Integrated safety summary of FOCUS 1 and FOCUS 2 trials: Phase III randomized, double-blind studies evaluating ceftaroline fosamil for the treatment of patients with community-acquired pneumonia.

OBJECTIVES

Ceftaroline fosamil, the prodrug of the active metabolite ceftaroline, is a broad-spectrum, parenteral cephalosporin approved for treatment of moderate to severe bacterial infections, including community-acquired pneumonia (CAP). This report provides an integrated safety summary of the ceFtarOline Community-acquired pneUmonia trial versuS ceftriaxone (FOCUS) 1 and 2 trials (registration numbers: NCT00621504 and NCT00509106).

METHODS

Patients hospitalized with CAP requiring intravenous therapy and having Pneumonia Outcomes Research Team (PORT) risk class scores of III or IV were randomized (1:1) to receive 600 mg of ceftaroline fosamil administered intravenously every 12 h or 1 g of ceftriaxone administered intravenously every 24 h for 5-7 days. All patients were followed for treatment-emergent adverse events (TEAEs) occurring from the start of the initial study drug infusion up to the test-of-cure visit; serious adverse events (SAEs) including deaths occurring up to the late follow-up visit or within 30 days after the last dose were additionally recorded.
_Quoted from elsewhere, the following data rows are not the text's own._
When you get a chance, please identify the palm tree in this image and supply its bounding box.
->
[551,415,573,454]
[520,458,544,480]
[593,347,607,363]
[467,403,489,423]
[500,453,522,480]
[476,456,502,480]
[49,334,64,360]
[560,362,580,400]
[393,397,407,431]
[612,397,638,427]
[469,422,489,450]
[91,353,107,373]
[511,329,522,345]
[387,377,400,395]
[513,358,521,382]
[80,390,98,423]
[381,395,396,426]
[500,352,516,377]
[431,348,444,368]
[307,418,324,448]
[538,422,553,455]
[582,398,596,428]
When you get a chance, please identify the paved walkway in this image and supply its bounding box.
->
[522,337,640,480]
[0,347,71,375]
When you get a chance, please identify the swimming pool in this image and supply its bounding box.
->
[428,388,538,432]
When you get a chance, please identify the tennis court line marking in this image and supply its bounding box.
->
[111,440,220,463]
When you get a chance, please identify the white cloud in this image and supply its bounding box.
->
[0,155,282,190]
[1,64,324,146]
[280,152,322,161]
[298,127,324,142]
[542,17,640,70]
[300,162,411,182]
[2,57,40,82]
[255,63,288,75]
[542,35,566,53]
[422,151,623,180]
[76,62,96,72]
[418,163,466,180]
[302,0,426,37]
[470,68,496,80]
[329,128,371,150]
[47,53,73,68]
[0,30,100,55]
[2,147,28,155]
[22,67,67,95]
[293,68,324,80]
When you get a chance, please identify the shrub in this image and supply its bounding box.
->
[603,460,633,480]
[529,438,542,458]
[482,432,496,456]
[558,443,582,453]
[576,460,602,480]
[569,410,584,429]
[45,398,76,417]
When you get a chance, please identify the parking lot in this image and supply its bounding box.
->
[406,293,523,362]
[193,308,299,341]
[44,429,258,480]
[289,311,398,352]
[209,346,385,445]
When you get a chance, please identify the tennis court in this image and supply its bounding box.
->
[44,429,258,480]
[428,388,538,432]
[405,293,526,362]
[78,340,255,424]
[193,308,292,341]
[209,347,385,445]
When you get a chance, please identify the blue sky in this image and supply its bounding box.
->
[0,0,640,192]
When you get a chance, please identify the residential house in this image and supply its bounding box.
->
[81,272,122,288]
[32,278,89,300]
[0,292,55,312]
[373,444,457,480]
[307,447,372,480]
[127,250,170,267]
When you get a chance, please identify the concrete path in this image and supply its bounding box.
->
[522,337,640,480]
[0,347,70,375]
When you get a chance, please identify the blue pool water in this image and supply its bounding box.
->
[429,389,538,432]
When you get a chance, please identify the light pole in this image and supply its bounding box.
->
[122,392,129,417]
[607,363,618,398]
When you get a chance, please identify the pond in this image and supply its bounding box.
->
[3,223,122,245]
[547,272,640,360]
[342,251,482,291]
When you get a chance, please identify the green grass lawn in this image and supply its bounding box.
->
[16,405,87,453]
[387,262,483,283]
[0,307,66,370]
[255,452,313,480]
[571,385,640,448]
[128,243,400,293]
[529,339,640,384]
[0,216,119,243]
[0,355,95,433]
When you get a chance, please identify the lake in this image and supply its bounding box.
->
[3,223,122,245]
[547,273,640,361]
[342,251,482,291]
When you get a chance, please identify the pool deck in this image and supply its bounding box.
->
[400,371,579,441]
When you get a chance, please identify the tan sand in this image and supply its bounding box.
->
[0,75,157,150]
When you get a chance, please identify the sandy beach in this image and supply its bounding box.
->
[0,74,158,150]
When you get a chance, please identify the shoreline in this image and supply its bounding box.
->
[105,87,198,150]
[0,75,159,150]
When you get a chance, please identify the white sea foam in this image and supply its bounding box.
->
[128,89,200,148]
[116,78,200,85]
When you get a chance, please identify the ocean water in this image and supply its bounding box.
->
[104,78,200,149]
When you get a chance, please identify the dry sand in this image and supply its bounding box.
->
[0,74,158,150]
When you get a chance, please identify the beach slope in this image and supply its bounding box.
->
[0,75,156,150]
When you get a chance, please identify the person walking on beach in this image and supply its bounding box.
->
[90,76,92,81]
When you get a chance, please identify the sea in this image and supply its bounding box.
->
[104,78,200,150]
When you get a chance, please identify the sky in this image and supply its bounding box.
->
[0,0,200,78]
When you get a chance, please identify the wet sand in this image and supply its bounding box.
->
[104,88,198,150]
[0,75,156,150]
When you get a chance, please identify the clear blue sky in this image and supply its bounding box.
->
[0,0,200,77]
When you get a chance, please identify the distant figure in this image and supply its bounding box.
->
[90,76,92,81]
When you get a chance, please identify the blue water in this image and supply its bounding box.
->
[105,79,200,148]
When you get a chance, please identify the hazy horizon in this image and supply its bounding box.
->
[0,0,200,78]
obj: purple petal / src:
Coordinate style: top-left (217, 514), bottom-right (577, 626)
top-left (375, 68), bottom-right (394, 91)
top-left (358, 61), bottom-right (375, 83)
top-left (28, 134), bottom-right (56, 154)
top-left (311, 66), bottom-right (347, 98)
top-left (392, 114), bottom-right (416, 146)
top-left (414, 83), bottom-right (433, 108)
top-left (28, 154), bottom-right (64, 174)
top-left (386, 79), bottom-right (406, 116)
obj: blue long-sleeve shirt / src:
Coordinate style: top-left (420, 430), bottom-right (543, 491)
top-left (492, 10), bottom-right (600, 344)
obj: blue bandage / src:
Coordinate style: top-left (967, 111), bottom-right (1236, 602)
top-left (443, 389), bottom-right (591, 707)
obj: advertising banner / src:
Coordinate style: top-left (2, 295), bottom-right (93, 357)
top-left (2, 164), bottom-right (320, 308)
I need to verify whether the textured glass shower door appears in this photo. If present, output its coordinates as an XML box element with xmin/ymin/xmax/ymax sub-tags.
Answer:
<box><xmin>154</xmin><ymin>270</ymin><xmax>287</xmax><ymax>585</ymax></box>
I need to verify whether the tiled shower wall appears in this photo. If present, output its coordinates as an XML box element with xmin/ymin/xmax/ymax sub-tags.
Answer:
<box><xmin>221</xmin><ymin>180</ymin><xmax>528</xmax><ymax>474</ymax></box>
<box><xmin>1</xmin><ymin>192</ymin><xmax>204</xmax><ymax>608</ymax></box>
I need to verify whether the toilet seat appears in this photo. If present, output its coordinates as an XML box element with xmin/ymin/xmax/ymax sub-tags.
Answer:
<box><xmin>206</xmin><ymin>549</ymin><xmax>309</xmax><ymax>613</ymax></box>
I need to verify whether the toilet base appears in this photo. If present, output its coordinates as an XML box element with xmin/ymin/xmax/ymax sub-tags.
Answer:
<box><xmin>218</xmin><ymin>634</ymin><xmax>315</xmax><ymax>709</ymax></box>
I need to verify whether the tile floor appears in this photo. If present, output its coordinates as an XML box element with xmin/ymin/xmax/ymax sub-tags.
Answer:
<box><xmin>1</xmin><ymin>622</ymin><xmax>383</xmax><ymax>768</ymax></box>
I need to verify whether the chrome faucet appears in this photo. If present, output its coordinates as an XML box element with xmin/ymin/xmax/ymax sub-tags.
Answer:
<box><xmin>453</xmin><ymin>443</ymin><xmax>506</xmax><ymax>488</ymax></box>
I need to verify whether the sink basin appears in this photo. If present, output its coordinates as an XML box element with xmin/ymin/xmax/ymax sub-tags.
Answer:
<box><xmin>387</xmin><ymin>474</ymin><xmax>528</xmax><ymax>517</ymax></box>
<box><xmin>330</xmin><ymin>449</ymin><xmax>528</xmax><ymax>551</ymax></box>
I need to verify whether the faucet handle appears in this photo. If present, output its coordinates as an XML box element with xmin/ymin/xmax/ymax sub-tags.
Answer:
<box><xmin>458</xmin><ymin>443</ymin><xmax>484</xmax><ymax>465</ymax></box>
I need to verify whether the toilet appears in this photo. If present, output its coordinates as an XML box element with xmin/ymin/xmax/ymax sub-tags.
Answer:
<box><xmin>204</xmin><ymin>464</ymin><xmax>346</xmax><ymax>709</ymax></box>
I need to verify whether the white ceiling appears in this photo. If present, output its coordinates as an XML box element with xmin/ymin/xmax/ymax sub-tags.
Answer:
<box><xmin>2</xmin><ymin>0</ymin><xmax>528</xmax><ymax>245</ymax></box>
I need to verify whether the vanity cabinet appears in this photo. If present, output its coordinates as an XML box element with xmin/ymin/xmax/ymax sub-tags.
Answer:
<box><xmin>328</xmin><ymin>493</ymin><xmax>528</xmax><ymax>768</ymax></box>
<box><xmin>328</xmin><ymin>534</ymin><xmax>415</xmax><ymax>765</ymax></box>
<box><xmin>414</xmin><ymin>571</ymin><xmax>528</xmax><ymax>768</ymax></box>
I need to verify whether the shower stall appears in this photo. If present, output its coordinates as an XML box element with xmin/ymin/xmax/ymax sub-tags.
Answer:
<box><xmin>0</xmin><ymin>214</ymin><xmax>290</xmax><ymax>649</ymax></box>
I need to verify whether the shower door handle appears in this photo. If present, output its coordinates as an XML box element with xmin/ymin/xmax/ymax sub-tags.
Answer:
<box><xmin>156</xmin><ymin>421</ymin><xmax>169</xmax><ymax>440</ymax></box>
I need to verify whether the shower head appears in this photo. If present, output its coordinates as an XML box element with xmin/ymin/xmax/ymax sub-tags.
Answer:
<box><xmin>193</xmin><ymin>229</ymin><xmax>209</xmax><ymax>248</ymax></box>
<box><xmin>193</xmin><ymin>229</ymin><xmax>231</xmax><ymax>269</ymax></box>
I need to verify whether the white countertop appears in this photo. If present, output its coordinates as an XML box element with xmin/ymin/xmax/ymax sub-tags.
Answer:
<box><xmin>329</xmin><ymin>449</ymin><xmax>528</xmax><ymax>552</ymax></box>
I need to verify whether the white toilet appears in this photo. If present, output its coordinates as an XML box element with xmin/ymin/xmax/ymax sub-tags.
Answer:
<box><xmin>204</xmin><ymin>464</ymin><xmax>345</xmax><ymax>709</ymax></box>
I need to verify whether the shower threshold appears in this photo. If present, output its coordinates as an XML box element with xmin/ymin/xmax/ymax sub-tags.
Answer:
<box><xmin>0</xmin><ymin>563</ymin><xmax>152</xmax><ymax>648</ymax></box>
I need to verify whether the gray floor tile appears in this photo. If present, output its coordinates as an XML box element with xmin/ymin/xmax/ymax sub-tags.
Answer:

Scheduled laboratory testing was conducted up to the test-of-cure visit; unscheduled testing continued up to the late follow-up visit.

RESULTS

A total of 1228 patients (613 in the ceftaroline fosamil group and 615 in the ceftriaxone group) received any amount of drug and were included in the safety analysis. The incidences of TEAEs (47.0% versus 45.7%), SAEs (11.3% versus 11.7%), discontinuations (4.4% versus 4.1%) and deaths (2.4% versus 2.0%) were similar between the ceftaroline fosamil and the ceftriaxone groups, respectively. Diarrhoea (4.2%), headache (3.4%) and insomnia (3.1%) were the most commonly reported TEAEs in patients treated with ceftaroline fosamil. The distribution of TEAEs based on severity was also similar between groups, and the majority of patients in both treatment groups (∼75%) had either no TEAEs or only mild TEAEs.

CONCLUSIONS

The data from the FOCUS 1 and FOCUS 2 trials presented in this integrated safety summary demonstrate that ceftaroline fosamil is well tolerated, with a tolerability profile similar to ceftriaxone and the cephalosporin class overall, with no unexpected safety concerns being identified.